Uncorked

a soldier, a wine

barrel-full of tales

one shovel at a time

one glass

Fine wine indeed

Like wine was our relationship
those mellow tones at the beginning,
deep and divine flavours soon evoking
it could cut through all bitterness
each sip unlike the one before
left us both whining for more
every day we cherished our prize
drowning sorrows in sweet shiraz
our conversations revolved around it
giving expecting voices a chance to rise
halfway through lightheaded we were
having said too much already to take
shoving pizza helped calm the nerves
a temporary solution for aching insides
like plaster made of oil and water
only so good before it slides all over
for unlike ever before we’d talked
and what a shame to stop progress
now past that intoxication point
and so we plunged on, on and on
draining the last of the fine wine
inhaling like oxygen under water
exhaling grape breaths of regret
oh, those eight servings of wine
gone without even lasting four
laid out flaws in plain vain sight
the gluttony, greed, hidden hatred
ending the mighty fight for high
all that remained, of wine, of us
was a broken bottle and a slit wrist

Fining wine-ing

What do you do when you’re snuggled in a comfortable seat with unlimited movies and a hearty prepackaged meal on your hands?

Well, I decided to order some wine and start binging, because for the next 13 hours, I had nothing else to do but wait for my flight to touch down in San Francisco.

I was travelling from Sydney for a work event and I couldn’t have asked for a better meal or hospitality. Unlike most people’s claims, I’ve always thought airplane food quite good. Despite being a picky vegan, I’ve managed to find the meals palatable and enjoyable.

So of course I was going to complement it with wine. A white sauvignon blanc, please, I asked. And with a wide smile, the cabin staff member handed me a two-serve bottle of wine. Settling myself in a more comfortable position, I glanced at the label as I always did.

“Made with the aid of egg whites and traces may remain.”

My heart stopped in mid air. Egg whites in wine? Wasn’t that illegal? Why would anyone combine grape juice with eggs? What abomination?

Questions bombarded my already heavy head. Everything I knew and loved about wine came to a sudden halt and I started questioning my entire affliction to the grape nectar. I started searching my brain for any information I’d heard or read of that justified or even explained the use of dairy in winemaking. Alas, not even my memories of winery visits and tastings revealed anything to shed light on this phenomenon.

I waited for what seemed like an eternity for the cabin member to pass my seat again. I returned the unopened white and asked for a red instead—a syrah, this time. With another, judgement sans smile, he handed me a bottle, twisting the cap open as if to indicate I couldn’t change my mind anymore.

“Made with the aid of egg whites and milk and traces may remain.”

I drank the wine. I was having bad headache and it wasn’t the time to research or argue with the flight crew about my dietary preferences in alcohol. In a moment of deep sadness, guilt, and weakness, I drowned the wine and slept like a baby for the next 12 hours.
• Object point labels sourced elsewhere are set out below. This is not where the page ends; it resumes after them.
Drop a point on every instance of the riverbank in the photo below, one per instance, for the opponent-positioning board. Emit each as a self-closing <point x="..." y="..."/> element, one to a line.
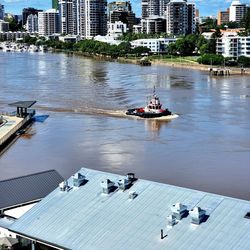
<point x="202" y="67"/>
<point x="187" y="64"/>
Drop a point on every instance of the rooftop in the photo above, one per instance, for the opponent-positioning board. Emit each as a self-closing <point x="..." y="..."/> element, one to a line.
<point x="27" y="188"/>
<point x="89" y="217"/>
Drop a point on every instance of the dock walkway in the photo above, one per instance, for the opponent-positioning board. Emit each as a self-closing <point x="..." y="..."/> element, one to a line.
<point x="10" y="125"/>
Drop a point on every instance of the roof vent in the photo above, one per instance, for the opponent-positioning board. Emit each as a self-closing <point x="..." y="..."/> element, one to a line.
<point x="179" y="211"/>
<point x="64" y="186"/>
<point x="198" y="215"/>
<point x="78" y="179"/>
<point x="131" y="177"/>
<point x="123" y="184"/>
<point x="108" y="186"/>
<point x="247" y="216"/>
<point x="126" y="183"/>
<point x="132" y="195"/>
<point x="171" y="220"/>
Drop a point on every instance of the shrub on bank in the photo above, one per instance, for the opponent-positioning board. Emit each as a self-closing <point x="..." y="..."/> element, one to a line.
<point x="211" y="59"/>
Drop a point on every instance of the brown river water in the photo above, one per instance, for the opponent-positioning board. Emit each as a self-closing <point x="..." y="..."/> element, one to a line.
<point x="206" y="148"/>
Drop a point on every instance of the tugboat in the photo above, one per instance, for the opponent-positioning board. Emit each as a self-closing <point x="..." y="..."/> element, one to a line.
<point x="153" y="109"/>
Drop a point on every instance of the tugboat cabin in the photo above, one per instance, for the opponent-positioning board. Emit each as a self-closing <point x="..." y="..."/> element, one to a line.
<point x="23" y="108"/>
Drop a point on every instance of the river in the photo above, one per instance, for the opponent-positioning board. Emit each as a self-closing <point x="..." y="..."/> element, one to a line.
<point x="206" y="148"/>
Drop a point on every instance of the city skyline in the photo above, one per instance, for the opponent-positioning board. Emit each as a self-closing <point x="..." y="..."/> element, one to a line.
<point x="210" y="8"/>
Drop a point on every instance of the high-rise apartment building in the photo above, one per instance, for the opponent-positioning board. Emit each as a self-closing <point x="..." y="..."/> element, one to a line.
<point x="66" y="21"/>
<point x="237" y="11"/>
<point x="27" y="12"/>
<point x="121" y="12"/>
<point x="48" y="22"/>
<point x="1" y="11"/>
<point x="191" y="25"/>
<point x="180" y="17"/>
<point x="93" y="18"/>
<point x="223" y="17"/>
<point x="154" y="7"/>
<point x="153" y="24"/>
<point x="55" y="4"/>
<point x="32" y="23"/>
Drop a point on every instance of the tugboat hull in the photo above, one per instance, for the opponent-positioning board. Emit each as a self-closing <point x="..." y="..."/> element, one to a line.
<point x="135" y="112"/>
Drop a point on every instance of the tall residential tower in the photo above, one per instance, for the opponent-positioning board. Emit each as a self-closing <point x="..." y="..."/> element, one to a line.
<point x="237" y="11"/>
<point x="1" y="11"/>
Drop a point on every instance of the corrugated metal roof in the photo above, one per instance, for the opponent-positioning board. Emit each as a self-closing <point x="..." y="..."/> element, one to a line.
<point x="27" y="188"/>
<point x="85" y="218"/>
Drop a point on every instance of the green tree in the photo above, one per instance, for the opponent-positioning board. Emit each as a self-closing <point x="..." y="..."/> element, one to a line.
<point x="211" y="59"/>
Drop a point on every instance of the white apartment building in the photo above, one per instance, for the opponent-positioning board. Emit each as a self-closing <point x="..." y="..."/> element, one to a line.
<point x="117" y="29"/>
<point x="180" y="17"/>
<point x="93" y="18"/>
<point x="153" y="24"/>
<point x="233" y="46"/>
<point x="32" y="23"/>
<point x="237" y="11"/>
<point x="156" y="45"/>
<point x="4" y="26"/>
<point x="1" y="11"/>
<point x="48" y="22"/>
<point x="66" y="20"/>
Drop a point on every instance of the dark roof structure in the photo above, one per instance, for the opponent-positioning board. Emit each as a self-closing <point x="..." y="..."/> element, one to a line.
<point x="23" y="104"/>
<point x="27" y="188"/>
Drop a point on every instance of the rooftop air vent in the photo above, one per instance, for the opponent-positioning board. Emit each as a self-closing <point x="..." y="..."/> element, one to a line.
<point x="64" y="186"/>
<point x="247" y="216"/>
<point x="131" y="177"/>
<point x="108" y="186"/>
<point x="123" y="184"/>
<point x="126" y="183"/>
<point x="132" y="195"/>
<point x="198" y="215"/>
<point x="171" y="220"/>
<point x="179" y="211"/>
<point x="78" y="179"/>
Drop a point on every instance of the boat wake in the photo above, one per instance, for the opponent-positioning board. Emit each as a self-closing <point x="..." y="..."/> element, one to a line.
<point x="98" y="111"/>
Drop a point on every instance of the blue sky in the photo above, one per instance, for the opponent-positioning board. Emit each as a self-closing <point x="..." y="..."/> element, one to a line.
<point x="206" y="7"/>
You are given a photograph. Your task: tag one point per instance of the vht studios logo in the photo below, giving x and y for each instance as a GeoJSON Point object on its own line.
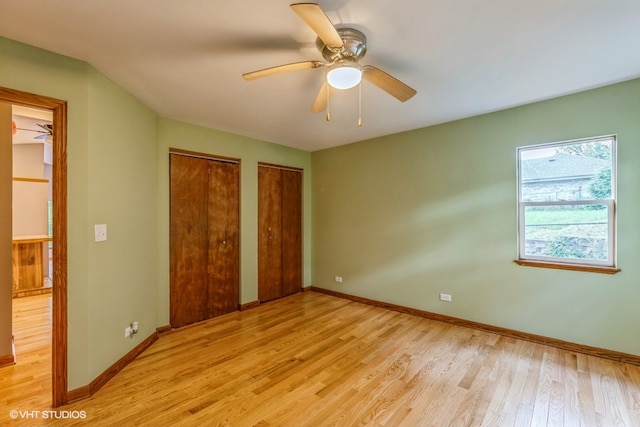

Three days later, still battling jet lag, I looked it up online. According to some articles, winemakers use egg whites, milk, and even fish bones to help separate the natural sediments in wine. Grape starches, peels, and other natural and goopy stuff that occur during the ageing process stick to these dairy products and sink to the bottom of the barrel. This makes it easier for winemakers to filter those sediments from the wine that goes into bottling. The entire process is called fining—refining the wine from the undesirable lumpiness of the residue from crushed grapes.

So there we have it—although the eggs and milk don’t leave any trace in the actual wine that goes into our bottles and glasses, dairy is an ancient part of the wine process.

What’s interesting though, is that most modern winemakers have found vegetarian alternatives like seaweed and volcanic clay for their fining processes. And when they use dairy, they say so in their labels—it’s even required by law in Australia and New Zealand.

Ha. And I used to think “vegan wines” was just a modern marketing stunt!